The gal is still on helicopter time, but now it is Brazil (or, technically, Argentina, Brazil and Paraguay, anyway, she is in South America).
At Iguaçu, on the Brazilian side of the world’s widest and most breathtaking waterfalls, the knowledgeable luxury traveller books a helicopter sightseeing trip from Foz do Iguacu.
Fly over part of Iguaçu National Park, 457,144 acres in all. Look down at the falls, 275 of them (tallest, or as they say ‘longest’, drops 269 feet). In all, they stretch across 1.7 miles, and back on land you can get right up close, walking over foot-bridges suspended just a couple of feet above the rushing water.
The falls and their park areas, UNESCO Heritage Sites, are jointly administered by Argentina’s Iguazú National Park and Brazil’s Iguaçu National Park.

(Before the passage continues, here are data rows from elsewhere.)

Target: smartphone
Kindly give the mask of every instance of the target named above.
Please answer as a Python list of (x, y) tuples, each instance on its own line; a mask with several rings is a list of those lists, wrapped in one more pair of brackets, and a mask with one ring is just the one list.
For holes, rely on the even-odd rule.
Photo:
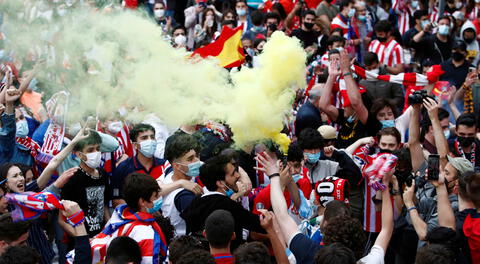
[(438, 181), (439, 173), (440, 173), (440, 156), (437, 154), (431, 154), (428, 156), (427, 179), (429, 181)]

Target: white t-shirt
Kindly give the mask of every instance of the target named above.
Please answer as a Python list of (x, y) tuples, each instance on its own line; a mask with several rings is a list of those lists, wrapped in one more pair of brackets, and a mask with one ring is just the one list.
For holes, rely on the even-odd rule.
[(385, 258), (385, 251), (380, 246), (373, 246), (370, 249), (370, 253), (365, 257), (361, 258), (357, 263), (365, 263), (365, 264), (384, 264)]

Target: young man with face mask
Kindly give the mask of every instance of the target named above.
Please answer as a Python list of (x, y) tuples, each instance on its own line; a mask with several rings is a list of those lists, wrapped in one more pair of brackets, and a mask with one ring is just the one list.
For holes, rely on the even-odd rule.
[[(163, 184), (173, 183), (179, 180), (195, 182), (195, 178), (200, 174), (200, 167), (203, 162), (199, 157), (200, 145), (195, 137), (184, 134), (173, 138), (165, 150), (165, 157), (172, 164), (173, 171), (161, 177), (159, 181)], [(195, 198), (195, 194), (184, 188), (175, 191), (163, 197), (162, 215), (170, 219), (170, 223), (175, 227), (175, 236), (185, 235), (186, 224), (182, 213)]]
[(343, 37), (350, 39), (348, 36), (348, 29), (350, 28), (350, 20), (355, 16), (355, 7), (352, 0), (343, 0), (337, 3), (340, 8), (338, 15), (332, 20), (330, 29), (341, 28)]
[(452, 56), (453, 38), (451, 37), (450, 17), (438, 19), (436, 34), (431, 34), (432, 24), (426, 24), (414, 37), (411, 43), (414, 49), (425, 51), (424, 59), (430, 59), (433, 64), (440, 64)]
[(467, 60), (471, 64), (477, 65), (480, 57), (480, 47), (477, 41), (477, 29), (470, 20), (463, 24), (460, 30), (460, 39), (465, 41), (467, 45)]
[(230, 155), (220, 154), (205, 162), (200, 168), (200, 180), (205, 184), (206, 192), (195, 198), (190, 206), (183, 211), (181, 217), (187, 223), (187, 234), (202, 232), (207, 217), (217, 209), (230, 212), (235, 219), (235, 240), (232, 248), (237, 248), (243, 238), (242, 230), (265, 234), (260, 225), (260, 218), (243, 208), (228, 197), (229, 192), (238, 191), (237, 182), (240, 179), (238, 167)]
[(480, 140), (476, 119), (473, 114), (462, 114), (457, 118), (455, 134), (457, 138), (449, 141), (450, 152), (455, 157), (469, 160), (475, 168), (480, 168)]
[[(430, 24), (427, 10), (417, 10), (413, 13), (413, 19), (415, 20), (415, 25), (410, 28), (405, 34), (402, 35), (402, 41), (405, 48), (409, 48), (412, 53), (414, 53), (413, 60), (417, 63), (422, 63), (425, 56), (425, 51), (415, 43), (413, 43), (413, 37), (422, 31), (425, 26)], [(427, 35), (430, 35), (430, 32), (426, 32)]]
[(405, 58), (403, 48), (393, 36), (393, 27), (386, 21), (379, 21), (375, 25), (377, 39), (373, 40), (368, 51), (378, 54), (381, 65), (386, 66), (387, 72), (399, 74), (404, 71)]
[[(440, 81), (448, 81), (455, 87), (461, 87), (467, 78), (470, 68), (473, 67), (467, 61), (467, 46), (465, 42), (461, 40), (455, 41), (452, 46), (452, 58), (444, 61), (441, 66), (445, 74), (440, 76)], [(457, 104), (457, 107), (460, 111), (463, 110), (463, 108), (460, 108), (461, 105)]]
[(340, 10), (337, 5), (332, 4), (332, 0), (322, 1), (315, 10), (322, 24), (330, 28), (331, 21), (338, 15)]
[(100, 168), (102, 138), (95, 131), (80, 140), (73, 151), (80, 158), (80, 169), (62, 188), (62, 198), (77, 202), (85, 213), (85, 226), (90, 237), (98, 234), (109, 218), (110, 190), (108, 175)]
[(292, 32), (292, 37), (298, 38), (302, 42), (302, 46), (304, 49), (307, 48), (314, 48), (315, 43), (317, 43), (318, 36), (320, 35), (319, 32), (313, 30), (313, 26), (315, 25), (315, 12), (308, 10), (304, 11), (302, 14), (302, 27), (295, 29)]

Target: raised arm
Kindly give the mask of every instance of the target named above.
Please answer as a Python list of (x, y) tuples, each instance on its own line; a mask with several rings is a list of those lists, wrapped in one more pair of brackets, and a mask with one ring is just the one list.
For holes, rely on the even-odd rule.
[(447, 139), (445, 138), (440, 120), (438, 119), (438, 104), (435, 100), (426, 98), (423, 100), (423, 106), (427, 109), (428, 116), (432, 121), (433, 136), (435, 138), (438, 155), (440, 155), (440, 169), (442, 170), (445, 168), (445, 165), (447, 165), (449, 149)]
[(282, 231), (285, 241), (290, 239), (297, 233), (297, 224), (288, 214), (287, 202), (283, 196), (282, 187), (280, 184), (280, 169), (278, 166), (278, 160), (270, 157), (268, 154), (262, 153), (255, 158), (262, 168), (258, 168), (264, 171), (270, 178), (270, 200), (272, 202), (273, 212), (279, 221), (280, 230)]
[(325, 112), (328, 118), (332, 121), (337, 121), (338, 109), (332, 105), (332, 89), (333, 84), (341, 74), (339, 70), (340, 64), (332, 61), (328, 66), (328, 78), (327, 82), (323, 86), (322, 94), (318, 100), (318, 107), (322, 112)]
[(390, 202), (388, 177), (384, 177), (383, 184), (387, 188), (382, 191), (382, 229), (375, 240), (375, 245), (380, 246), (386, 252), (393, 233), (393, 208)]
[(410, 113), (410, 125), (408, 136), (408, 148), (410, 149), (410, 158), (412, 160), (412, 169), (417, 171), (425, 161), (423, 156), (422, 145), (420, 144), (420, 109), (422, 105), (415, 104), (412, 106)]
[(285, 18), (285, 26), (287, 28), (293, 27), (293, 19), (295, 18), (297, 11), (301, 8), (302, 8), (302, 2), (298, 1), (293, 7), (292, 11), (290, 11), (290, 13), (288, 14), (287, 18)]
[(285, 252), (286, 246), (278, 237), (277, 231), (274, 228), (275, 214), (273, 212), (262, 210), (260, 215), (260, 224), (267, 231), (268, 239), (272, 244), (275, 260), (279, 264), (289, 264), (287, 254)]
[(437, 211), (439, 226), (449, 227), (455, 230), (455, 215), (452, 204), (448, 199), (447, 186), (445, 185), (445, 170), (441, 170), (438, 181), (431, 181), (437, 191)]
[(407, 208), (407, 213), (410, 214), (410, 219), (412, 220), (413, 228), (417, 232), (418, 239), (425, 240), (427, 236), (427, 224), (418, 214), (418, 210), (413, 203), (413, 197), (415, 196), (415, 181), (412, 181), (412, 186), (406, 188), (403, 192), (403, 202)]
[(358, 90), (357, 83), (353, 79), (352, 72), (350, 71), (350, 58), (346, 50), (340, 52), (340, 70), (342, 72), (343, 79), (345, 80), (345, 86), (347, 86), (347, 94), (350, 99), (353, 110), (357, 113), (358, 120), (362, 124), (367, 123), (368, 110), (363, 104), (362, 95)]

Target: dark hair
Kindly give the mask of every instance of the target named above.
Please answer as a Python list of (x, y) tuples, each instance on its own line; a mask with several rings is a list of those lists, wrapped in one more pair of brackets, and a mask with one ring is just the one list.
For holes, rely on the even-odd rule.
[(356, 218), (337, 216), (325, 225), (323, 231), (325, 245), (342, 243), (355, 254), (355, 259), (360, 259), (365, 248), (365, 233), (362, 224)]
[(398, 129), (395, 127), (386, 127), (378, 131), (377, 138), (379, 142), (382, 136), (393, 136), (397, 140), (397, 144), (400, 144), (402, 142), (402, 136), (400, 135), (400, 132), (398, 132)]
[(353, 1), (343, 0), (343, 1), (340, 1), (340, 3), (336, 2), (336, 4), (338, 5), (338, 9), (340, 10), (340, 12), (342, 12), (345, 7), (348, 7), (350, 4), (353, 4)]
[(258, 45), (260, 45), (260, 43), (262, 43), (263, 41), (266, 41), (265, 39), (263, 38), (256, 38), (253, 40), (253, 48), (257, 48)]
[(28, 221), (13, 222), (12, 214), (0, 215), (0, 241), (11, 243), (27, 233), (29, 229)]
[(331, 57), (333, 54), (340, 54), (340, 51), (338, 51), (338, 49), (331, 49), (331, 50), (328, 52), (328, 58), (330, 59), (330, 57)]
[(428, 16), (427, 10), (417, 10), (413, 12), (413, 19), (421, 19), (423, 16)]
[(345, 45), (345, 38), (337, 35), (328, 37), (327, 46), (333, 45), (335, 42), (342, 42)]
[(102, 144), (102, 138), (96, 131), (90, 130), (90, 135), (87, 138), (84, 138), (73, 147), (73, 151), (83, 151), (85, 147), (90, 145), (100, 145)]
[(182, 157), (190, 150), (195, 150), (197, 155), (200, 154), (200, 144), (197, 139), (189, 134), (181, 134), (172, 137), (172, 140), (165, 147), (165, 158), (173, 163), (176, 159)]
[(365, 66), (371, 66), (372, 64), (378, 63), (378, 62), (379, 61), (378, 61), (377, 54), (370, 51), (365, 53), (365, 57), (363, 58), (363, 63), (365, 64)]
[(395, 116), (395, 118), (398, 117), (398, 111), (395, 103), (393, 103), (392, 100), (387, 98), (375, 99), (375, 101), (373, 101), (372, 108), (370, 108), (370, 113), (376, 117), (378, 112), (380, 112), (385, 107), (389, 107), (390, 109), (392, 109), (393, 116)]
[(28, 246), (8, 247), (0, 257), (0, 264), (37, 264), (40, 255)]
[(375, 24), (375, 32), (392, 32), (392, 25), (388, 20), (380, 20)]
[[(287, 18), (287, 12), (285, 12), (285, 8), (283, 7), (282, 4), (280, 4), (280, 3), (273, 4), (272, 10), (277, 10), (278, 11), (278, 15), (280, 16), (280, 19), (278, 20), (279, 22), (280, 22), (280, 20), (283, 20), (283, 19)], [(272, 13), (275, 13), (275, 12), (272, 12)]]
[(235, 232), (235, 220), (226, 210), (215, 210), (205, 220), (205, 235), (212, 248), (226, 248)]
[(185, 254), (194, 250), (201, 250), (202, 243), (192, 236), (179, 236), (175, 238), (168, 247), (169, 260), (172, 263), (177, 261)]
[(298, 146), (297, 142), (290, 143), (288, 146), (287, 161), (298, 161), (303, 160), (303, 150)]
[(132, 142), (137, 142), (137, 137), (138, 134), (145, 132), (145, 131), (153, 131), (153, 134), (155, 134), (155, 128), (149, 124), (137, 124), (135, 125), (132, 130), (130, 130), (130, 140)]
[(333, 243), (317, 251), (315, 264), (355, 264), (355, 255), (342, 243)]
[[(437, 22), (440, 22), (440, 20), (443, 20), (443, 19), (448, 19), (448, 23), (452, 23), (452, 19), (450, 18), (450, 16), (447, 16), (447, 15), (443, 15), (441, 16)], [(449, 25), (450, 26), (450, 25)]]
[(183, 30), (183, 32), (185, 32), (185, 34), (187, 34), (187, 29), (183, 25), (180, 25), (180, 24), (173, 27), (172, 34), (179, 29)]
[(334, 219), (337, 216), (351, 216), (350, 209), (343, 201), (333, 200), (325, 206), (325, 212), (323, 213), (323, 219), (326, 222)]
[(215, 264), (215, 259), (210, 252), (199, 249), (181, 256), (175, 264)]
[(314, 16), (314, 17), (317, 17), (317, 14), (315, 14), (315, 11), (310, 10), (310, 9), (303, 11), (303, 13), (302, 13), (302, 19), (305, 18), (305, 17), (307, 17), (307, 15), (312, 15), (312, 16)]
[(461, 114), (457, 118), (457, 122), (455, 124), (455, 127), (458, 129), (458, 126), (460, 126), (460, 125), (464, 125), (464, 126), (467, 126), (467, 127), (476, 127), (477, 122), (476, 122), (476, 119), (475, 119), (475, 114), (473, 114), (473, 113)]
[(280, 18), (280, 15), (275, 13), (275, 12), (268, 12), (266, 15), (265, 15), (265, 22), (268, 20), (268, 19), (276, 19), (278, 23), (280, 23), (280, 20), (282, 20)]
[(298, 146), (302, 150), (306, 149), (323, 149), (325, 146), (322, 135), (317, 130), (307, 127), (300, 132), (298, 136)]
[(225, 180), (225, 168), (230, 162), (232, 160), (227, 155), (218, 155), (200, 167), (200, 180), (209, 191), (216, 191), (217, 181)]
[(250, 242), (241, 245), (235, 251), (235, 264), (270, 264), (267, 247), (260, 242)]
[(454, 252), (458, 245), (457, 232), (444, 226), (437, 226), (428, 231), (425, 241), (430, 244), (443, 245), (451, 252)]
[(476, 208), (480, 208), (480, 173), (465, 174), (465, 182), (467, 183), (468, 198)]
[(415, 258), (416, 264), (451, 264), (453, 256), (445, 246), (430, 244), (420, 248)]
[[(7, 178), (8, 171), (12, 167), (18, 167), (20, 169), (20, 164), (16, 164), (16, 163), (13, 163), (13, 162), (5, 162), (5, 163), (0, 165), (0, 182), (2, 182), (3, 180), (5, 180)], [(23, 172), (22, 172), (22, 174), (23, 174)], [(23, 177), (25, 177), (25, 175), (23, 175)], [(0, 188), (2, 188), (4, 192), (7, 192), (6, 186), (7, 186), (7, 182), (5, 181), (2, 185), (0, 185)]]
[(167, 246), (170, 245), (170, 242), (172, 242), (172, 239), (175, 237), (175, 227), (170, 222), (170, 218), (162, 215), (155, 216), (155, 222), (157, 222), (160, 229), (162, 229), (165, 241), (167, 241)]
[(470, 200), (470, 197), (468, 196), (468, 193), (467, 193), (467, 182), (465, 179), (469, 177), (474, 177), (475, 172), (467, 171), (465, 173), (460, 173), (457, 171), (457, 174), (458, 174), (458, 194), (463, 199)]
[(142, 252), (133, 238), (128, 236), (116, 237), (107, 248), (105, 263), (138, 263), (142, 262)]
[(152, 194), (160, 192), (160, 186), (152, 176), (133, 172), (125, 178), (122, 191), (128, 207), (134, 212), (138, 212), (140, 211), (138, 208), (140, 198), (150, 201)]
[(250, 14), (250, 18), (252, 19), (252, 24), (254, 26), (261, 26), (265, 21), (265, 15), (260, 10), (255, 10)]
[[(439, 107), (438, 108), (438, 120), (442, 121), (445, 118), (449, 118), (450, 113), (448, 113), (447, 110)], [(421, 123), (421, 131), (420, 131), (420, 141), (423, 141), (425, 139), (425, 134), (428, 133), (428, 128), (432, 125), (432, 120), (430, 120), (430, 117), (428, 116), (428, 112), (425, 111), (422, 114), (422, 123)], [(448, 139), (448, 138), (447, 138)]]
[(335, 33), (335, 32), (338, 32), (338, 33), (340, 33), (340, 35), (343, 36), (343, 29), (341, 29), (341, 28), (334, 28), (334, 29), (332, 29), (332, 32), (330, 32), (330, 35), (333, 35), (333, 33)]

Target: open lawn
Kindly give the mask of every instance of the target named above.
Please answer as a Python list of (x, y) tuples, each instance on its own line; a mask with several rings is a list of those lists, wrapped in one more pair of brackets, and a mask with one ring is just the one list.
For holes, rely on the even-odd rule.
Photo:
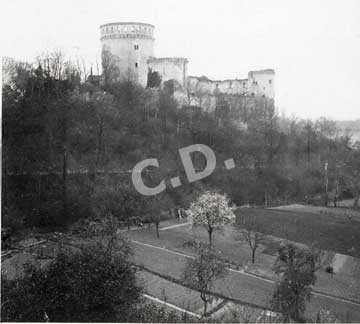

The only luxury hotel in the area is the divine Hotel das Cataratas, run by Orient-Express. It was built in colonial style in 1958, and now has 193 rooms (the gal recommends room 1117, a bijou suite that former-President Lula loves – wake up, esconsed in finest Trussardi linens, and you look right out at the falls).
Take a walk along the nearest path, before breakfast and before the day visitors come. Take a work out in the well-equipped gym, swim in the enormous curvilinear pool, to work up an appetite for the luxury restaurant’s breakfast that is so refreshingly copious you think ‘how did all this produce get here?’ (the hotel GM, Celso David do Valle Neto, is full of surprises – his luxury spa, for instance, has a fabulous German manager).
It was hard work being here, what with those hikes, the Falls, the bird life, the flowers everywhere – and zodiac-trips right to the base of some of the falls so that you get drenched.
Also, from a scientific and economic viewpoint, it is well worth taking a trip to the Itaipu Binational dam, 20 minutes away, and straddling the Paraná River, bordered by Brazil and Paraguay.
There are 20 generating units, each one capable of lighting 2.5 million homes – Brazil and Paraguay each take 50% of the output electricity (but Brazil then buys most of Paraguay’s, which has to be converted from 50Hz to 60Hz, work that one out).
Look up at one of the open-well slots to the top of the dam, over 600 feet above. Amazing. After building the dam they put in a bypass channel to take fish up 300 feet from base to upper level – and the fish were swimming it, taking uphill leaps, within one month. Amazing.
But then to stay ahead, a luxury lifestyle has to be amazing, and full of memorable experiences.